Van Allen on Space Radiation.

[Luke Pemberton]

Ok if this is the H-alpha data, where in the data would I find the shock driven CM's?

You don't, there's nothing in the data to point to SPE events as the data does not describe proton data, it describes the prominence of the H-alpha line and radio wave characteristics during a solar flare (a localised event). Entrance stage left - Jay and the great IMDb debate.

There is research that correlates the significance of H-alpha with an SPE, and shows that a greater H-alpha prominence means a higher probability of an SPE.  However, an SPE is no indicative of a shock driven halo-CME. SPE is simply a definition that relates to a higher proton flux. In other words, not all SPEs are halo-CMEs. In fact some SPEs are quite minor, and simply weather.

[Luke Pemberton]

It's hard to fathom the energies involved here, especially when you consider that the "surface" gravity on the sun is 28 g!

Which I always think is quite small for something that size. Why do numbers in physics just never seem to add up to expectations?

[bknight]

Ok if this is the H-alpha data, where in the data would I find the shock driven CM's?

You don't, there's nothing in the data to point to SPE events as the data does not describe proton data, it describes the prominence of the H-alpha line and radio wave characteristics during a solar flare (a localised event). Entrance stage left - Jay and the great IMDb debate.

There is research that correlates the significance of H-alpha with an SPE, and shows that a greater H-alpha prominence means a higher probability of an SPE.  However, an SPE is no indicative of a shock driven halo-CME. SPE is simply a definition that relates to a higher proton flux. In other words, not all SPEs are halo-CMEs. In fact some SPEs are quite minor, and simply weather.

OK, I re-read the whole tread after posting, and you indicated that no space pre 1976 data was recorded, so the Aug 1972 event was measured here on Earth somewhere.  I think the last two sentences sum up an answer to my initial intent.

[raven]

It's hard to fathom the energies involved here, especially when you consider that the "surface" gravity on the sun is 28 g!
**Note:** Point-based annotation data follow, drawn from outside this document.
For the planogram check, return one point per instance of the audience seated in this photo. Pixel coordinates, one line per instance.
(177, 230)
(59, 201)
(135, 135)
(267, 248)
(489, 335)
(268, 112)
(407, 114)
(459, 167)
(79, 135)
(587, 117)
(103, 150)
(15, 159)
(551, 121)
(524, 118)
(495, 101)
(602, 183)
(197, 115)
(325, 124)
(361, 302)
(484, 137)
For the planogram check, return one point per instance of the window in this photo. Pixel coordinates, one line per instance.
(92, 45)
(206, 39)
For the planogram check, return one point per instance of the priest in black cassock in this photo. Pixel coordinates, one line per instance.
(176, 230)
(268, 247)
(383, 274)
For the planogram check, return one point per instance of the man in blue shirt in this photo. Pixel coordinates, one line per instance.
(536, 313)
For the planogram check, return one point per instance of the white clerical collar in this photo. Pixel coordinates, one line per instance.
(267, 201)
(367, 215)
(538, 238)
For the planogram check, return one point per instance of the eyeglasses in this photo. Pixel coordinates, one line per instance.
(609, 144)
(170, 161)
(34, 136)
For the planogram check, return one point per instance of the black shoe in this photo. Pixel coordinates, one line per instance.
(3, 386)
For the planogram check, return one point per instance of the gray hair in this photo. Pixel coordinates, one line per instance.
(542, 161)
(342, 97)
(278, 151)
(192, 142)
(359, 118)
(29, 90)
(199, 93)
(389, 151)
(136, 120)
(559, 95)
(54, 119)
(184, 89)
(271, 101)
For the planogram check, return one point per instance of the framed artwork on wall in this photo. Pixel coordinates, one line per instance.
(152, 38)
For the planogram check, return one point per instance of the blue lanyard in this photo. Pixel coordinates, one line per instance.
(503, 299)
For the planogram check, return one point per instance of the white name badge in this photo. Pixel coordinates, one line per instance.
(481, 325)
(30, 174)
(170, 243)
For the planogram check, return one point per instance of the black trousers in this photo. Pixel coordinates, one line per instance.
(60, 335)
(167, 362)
Which I always think is quite small for something that size. Why do numbers in physics just never seem to add up to expectations?

Well, it's size or, rather, density, has something to do with it. Saturn's "surface" gravity is only 0.633 m/s² more than Earth's despite having 95 times the mass.

[Luke Pemberton]

It's hard to fathom the energies involved here, especially when you consider that the "surface" gravity on the sun is 28 g!

Which I always think is quite small for something that size. Why do numbers in physics just never seem to add up to expectations?

Well, it's size or, rather, density, has something to do with it. Saturn's "surface" gravity is only 0.633 m/s² more than Earth's despite having 95 times the mass.

I understand how to calculate g . It's the dependence of g with mass and radius. Physics is sometimes counterintuitive, Saturn is another good example.

[Glom]

Saturn will also float in the sea.

[bknight]

Saturn will also float in the sea.

Very big and deep sea!

[Luke Pemberton]

Saturn will also float in the sea.

Great fact.

[nomuse]

Don't use the bathtub, tho ....it will leave a ring.

[bknight]

Don't use the bathtub, tho ....it will leave a ring.

Very cute.

[raven]

The real question is, what would Uranus leave?

[BazBear]

Saturn will also float in the sea.

Very big and deep sea!

A sea that big would have so much gravity that Saturn would be doooooomed!

[Count Zero]

You could do it on Ringworld. 

[ka9q]

The interesting thing about planetary gravities in the solar system is how there are only two discrete values, plus Jupiter as an outlier.

Venus, Earth, Saturn, Uranus and Neptune are all about 1g, +/- 15% or so. Mars and Mercury are around 1/3 g. Jupiter is the outlier at 2.5g.

[nomuse]

Erm, yeah, but how arbitrary is that "surface" definition for the gas giants? Do any of them have a distinct edge  or is it more the zone where the average of material in one particular phase is larger (by mass? by volume?) than the other?